The mood has been sullen of late. This newspaper had noted in a front page Quick Edit on 2 June that the government seemed so “distracted by inflation, the oil price mess and the electoral defeat in Karnataka” that it did not even try to win a few public relations points when the economy finally crossed the trillion-dollar mark. That said a lot about its state of mind.
T.N. Ninan wrote in his weekly column in the Business Standard on 7 June that both the government and the United Progressive Alliance (UPA) “seem determined to focus on failure rather than success… If ever a government and ruling coalition had a death wish, the present ones do”. Chidambaram’s attack shows the government and the ruling alliance are still ready to take the battle to the opposition.
But the facts that the finance minister has marshalled in defence of his camp do not tell the entire story. There is no doubt that economic growth was lower when the National Democratic Alliance (NDA) was in power. But it is incorrect to say that this is an achievement of the UPA government.
Much of the current growth in the Indian economy can be traced back to the tough reforms carried out by the NDA government and to the synchronized global boom fuelled by cheap money since 2003. They ensured the UPA could govern in fair weather through most of its tenure.
It failed to make the most of it.
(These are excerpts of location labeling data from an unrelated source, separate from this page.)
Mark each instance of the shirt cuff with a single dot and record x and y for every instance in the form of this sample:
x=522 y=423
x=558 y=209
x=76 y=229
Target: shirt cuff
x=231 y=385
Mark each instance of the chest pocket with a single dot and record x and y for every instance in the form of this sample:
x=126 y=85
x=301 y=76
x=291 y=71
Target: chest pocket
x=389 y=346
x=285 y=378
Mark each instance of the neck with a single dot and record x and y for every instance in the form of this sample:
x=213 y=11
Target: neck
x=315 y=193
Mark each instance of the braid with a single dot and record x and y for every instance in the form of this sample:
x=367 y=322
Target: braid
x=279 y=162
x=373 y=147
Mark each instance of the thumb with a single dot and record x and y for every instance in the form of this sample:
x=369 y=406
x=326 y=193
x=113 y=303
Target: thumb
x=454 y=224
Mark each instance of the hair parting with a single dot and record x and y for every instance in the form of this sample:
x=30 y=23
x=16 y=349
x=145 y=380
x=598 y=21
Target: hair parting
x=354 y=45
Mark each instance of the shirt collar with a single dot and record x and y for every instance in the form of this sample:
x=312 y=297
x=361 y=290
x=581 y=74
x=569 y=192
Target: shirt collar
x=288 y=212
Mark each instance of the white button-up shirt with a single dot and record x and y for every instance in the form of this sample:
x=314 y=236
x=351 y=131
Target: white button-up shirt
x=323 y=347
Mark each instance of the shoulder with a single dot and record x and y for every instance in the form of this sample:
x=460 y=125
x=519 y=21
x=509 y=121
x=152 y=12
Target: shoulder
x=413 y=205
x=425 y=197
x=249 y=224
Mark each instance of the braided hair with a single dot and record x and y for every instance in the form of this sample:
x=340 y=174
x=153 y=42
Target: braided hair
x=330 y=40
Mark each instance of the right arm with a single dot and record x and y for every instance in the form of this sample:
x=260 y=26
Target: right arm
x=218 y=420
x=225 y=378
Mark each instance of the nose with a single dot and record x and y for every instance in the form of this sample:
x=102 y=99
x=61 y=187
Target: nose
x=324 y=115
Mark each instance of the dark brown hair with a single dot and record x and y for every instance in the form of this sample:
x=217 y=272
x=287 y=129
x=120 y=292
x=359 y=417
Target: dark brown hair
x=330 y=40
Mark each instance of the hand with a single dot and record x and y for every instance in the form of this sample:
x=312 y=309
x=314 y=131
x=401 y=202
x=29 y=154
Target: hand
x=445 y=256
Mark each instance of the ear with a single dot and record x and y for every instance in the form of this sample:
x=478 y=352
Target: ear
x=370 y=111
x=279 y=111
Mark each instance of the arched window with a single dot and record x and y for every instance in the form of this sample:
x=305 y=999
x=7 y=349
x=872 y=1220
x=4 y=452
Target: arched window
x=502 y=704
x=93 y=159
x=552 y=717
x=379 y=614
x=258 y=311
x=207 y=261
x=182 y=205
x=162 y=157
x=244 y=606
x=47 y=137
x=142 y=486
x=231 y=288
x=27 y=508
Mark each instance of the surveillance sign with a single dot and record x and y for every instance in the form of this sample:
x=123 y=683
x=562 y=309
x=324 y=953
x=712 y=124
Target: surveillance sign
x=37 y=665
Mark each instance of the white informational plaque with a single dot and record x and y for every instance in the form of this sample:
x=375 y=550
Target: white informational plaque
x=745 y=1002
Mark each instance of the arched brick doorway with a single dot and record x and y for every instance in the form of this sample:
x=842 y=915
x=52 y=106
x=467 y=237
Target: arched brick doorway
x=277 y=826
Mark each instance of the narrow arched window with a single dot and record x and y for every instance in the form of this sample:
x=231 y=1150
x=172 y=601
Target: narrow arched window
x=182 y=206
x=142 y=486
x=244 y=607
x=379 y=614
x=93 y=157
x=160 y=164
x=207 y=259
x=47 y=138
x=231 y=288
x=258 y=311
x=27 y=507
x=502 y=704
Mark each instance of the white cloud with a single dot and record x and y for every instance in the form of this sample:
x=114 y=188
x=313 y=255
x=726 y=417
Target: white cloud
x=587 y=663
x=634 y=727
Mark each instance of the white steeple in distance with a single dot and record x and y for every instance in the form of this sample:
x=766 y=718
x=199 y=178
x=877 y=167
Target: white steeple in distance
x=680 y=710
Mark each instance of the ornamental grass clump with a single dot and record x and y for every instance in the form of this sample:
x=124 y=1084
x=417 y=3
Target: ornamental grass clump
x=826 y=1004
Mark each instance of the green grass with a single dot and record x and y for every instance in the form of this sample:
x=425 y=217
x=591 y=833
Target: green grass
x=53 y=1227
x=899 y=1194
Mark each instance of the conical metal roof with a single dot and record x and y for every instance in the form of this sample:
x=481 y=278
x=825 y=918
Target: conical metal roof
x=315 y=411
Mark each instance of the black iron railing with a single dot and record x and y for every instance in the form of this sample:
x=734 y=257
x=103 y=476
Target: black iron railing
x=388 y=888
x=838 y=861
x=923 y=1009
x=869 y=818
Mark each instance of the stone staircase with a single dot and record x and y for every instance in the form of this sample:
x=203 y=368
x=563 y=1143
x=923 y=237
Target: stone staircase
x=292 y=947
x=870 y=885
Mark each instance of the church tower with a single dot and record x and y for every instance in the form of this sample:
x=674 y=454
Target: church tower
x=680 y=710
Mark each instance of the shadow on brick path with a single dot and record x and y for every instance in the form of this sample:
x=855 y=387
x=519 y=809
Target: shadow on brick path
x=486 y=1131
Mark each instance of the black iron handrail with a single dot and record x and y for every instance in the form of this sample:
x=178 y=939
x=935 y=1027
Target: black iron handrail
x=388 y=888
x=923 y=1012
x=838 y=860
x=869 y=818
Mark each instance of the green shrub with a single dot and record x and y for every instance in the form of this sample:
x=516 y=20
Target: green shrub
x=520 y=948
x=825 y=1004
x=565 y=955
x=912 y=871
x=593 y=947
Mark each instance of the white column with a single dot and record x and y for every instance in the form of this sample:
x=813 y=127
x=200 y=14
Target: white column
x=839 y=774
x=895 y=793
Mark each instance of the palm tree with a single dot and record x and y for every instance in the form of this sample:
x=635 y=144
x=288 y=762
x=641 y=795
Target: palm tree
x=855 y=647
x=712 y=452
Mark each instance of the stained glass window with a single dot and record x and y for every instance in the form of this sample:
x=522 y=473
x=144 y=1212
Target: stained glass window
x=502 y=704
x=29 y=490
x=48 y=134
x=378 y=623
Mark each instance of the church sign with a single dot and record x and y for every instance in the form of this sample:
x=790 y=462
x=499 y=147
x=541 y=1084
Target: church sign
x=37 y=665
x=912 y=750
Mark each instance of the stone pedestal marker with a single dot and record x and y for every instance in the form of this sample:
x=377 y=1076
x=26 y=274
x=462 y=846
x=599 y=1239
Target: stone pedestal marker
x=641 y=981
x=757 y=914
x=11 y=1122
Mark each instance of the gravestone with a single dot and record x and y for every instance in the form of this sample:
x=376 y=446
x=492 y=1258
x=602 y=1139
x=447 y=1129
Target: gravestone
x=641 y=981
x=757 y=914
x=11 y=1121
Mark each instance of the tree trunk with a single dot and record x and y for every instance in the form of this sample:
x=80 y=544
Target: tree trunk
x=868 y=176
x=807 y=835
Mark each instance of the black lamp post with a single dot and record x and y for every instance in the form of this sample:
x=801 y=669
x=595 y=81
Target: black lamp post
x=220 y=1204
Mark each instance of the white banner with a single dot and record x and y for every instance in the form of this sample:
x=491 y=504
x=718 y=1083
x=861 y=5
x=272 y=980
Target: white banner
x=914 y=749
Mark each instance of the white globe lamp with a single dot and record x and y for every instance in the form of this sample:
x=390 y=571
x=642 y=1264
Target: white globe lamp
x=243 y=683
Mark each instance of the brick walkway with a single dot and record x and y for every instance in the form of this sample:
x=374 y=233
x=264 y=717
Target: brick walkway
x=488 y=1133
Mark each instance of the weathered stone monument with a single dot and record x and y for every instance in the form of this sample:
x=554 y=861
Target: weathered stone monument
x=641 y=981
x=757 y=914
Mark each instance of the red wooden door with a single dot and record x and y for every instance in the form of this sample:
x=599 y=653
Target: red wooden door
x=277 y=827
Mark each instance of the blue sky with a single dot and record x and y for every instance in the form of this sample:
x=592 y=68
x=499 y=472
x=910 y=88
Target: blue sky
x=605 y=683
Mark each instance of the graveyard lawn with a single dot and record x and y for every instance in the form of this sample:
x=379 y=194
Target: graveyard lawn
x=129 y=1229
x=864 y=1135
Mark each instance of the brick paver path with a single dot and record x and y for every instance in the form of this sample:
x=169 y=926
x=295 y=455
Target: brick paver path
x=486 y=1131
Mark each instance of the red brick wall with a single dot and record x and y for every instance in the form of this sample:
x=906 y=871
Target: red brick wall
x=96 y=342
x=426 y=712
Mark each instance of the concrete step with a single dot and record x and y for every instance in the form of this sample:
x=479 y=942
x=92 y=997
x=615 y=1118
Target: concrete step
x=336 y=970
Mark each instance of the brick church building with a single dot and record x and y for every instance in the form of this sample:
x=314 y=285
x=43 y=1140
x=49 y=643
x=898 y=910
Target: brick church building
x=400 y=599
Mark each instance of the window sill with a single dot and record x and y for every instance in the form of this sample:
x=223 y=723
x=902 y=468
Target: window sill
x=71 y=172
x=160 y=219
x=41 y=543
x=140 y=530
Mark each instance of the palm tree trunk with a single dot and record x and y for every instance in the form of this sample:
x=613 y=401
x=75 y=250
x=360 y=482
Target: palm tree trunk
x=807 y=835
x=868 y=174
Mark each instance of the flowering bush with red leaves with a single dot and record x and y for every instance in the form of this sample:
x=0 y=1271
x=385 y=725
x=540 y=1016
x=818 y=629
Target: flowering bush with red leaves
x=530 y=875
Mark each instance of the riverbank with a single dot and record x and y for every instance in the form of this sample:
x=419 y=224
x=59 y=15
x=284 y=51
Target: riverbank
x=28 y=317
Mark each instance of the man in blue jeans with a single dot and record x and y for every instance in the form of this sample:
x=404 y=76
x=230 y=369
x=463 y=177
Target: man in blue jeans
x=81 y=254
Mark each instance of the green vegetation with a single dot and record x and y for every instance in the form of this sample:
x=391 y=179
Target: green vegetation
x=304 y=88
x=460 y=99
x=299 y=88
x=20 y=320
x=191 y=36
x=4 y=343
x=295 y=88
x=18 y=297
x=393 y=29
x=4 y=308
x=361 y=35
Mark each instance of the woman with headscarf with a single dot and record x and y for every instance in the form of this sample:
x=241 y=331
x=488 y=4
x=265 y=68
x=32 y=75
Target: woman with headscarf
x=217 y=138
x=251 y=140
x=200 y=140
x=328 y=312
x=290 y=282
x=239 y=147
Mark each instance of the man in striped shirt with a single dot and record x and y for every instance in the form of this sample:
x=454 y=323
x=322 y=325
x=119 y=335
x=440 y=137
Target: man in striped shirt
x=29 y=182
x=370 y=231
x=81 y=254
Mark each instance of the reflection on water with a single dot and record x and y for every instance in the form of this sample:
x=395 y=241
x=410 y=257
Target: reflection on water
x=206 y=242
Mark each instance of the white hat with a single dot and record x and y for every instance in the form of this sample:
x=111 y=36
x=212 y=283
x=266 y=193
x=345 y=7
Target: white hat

Reforms have been more or less buried. The acceleration in growth and tax collections was not used to balance the budget — and create a buffer against bad times. The government chose to use money to fund populist schemes and hike civil servants’ salaries instead. The UPA seems set to leave an economy that is overheated, with a large current account deficit and a consolidated fiscal deficit that (if calculated correctly) is as high as the one that almost wrecked the economy in 1991.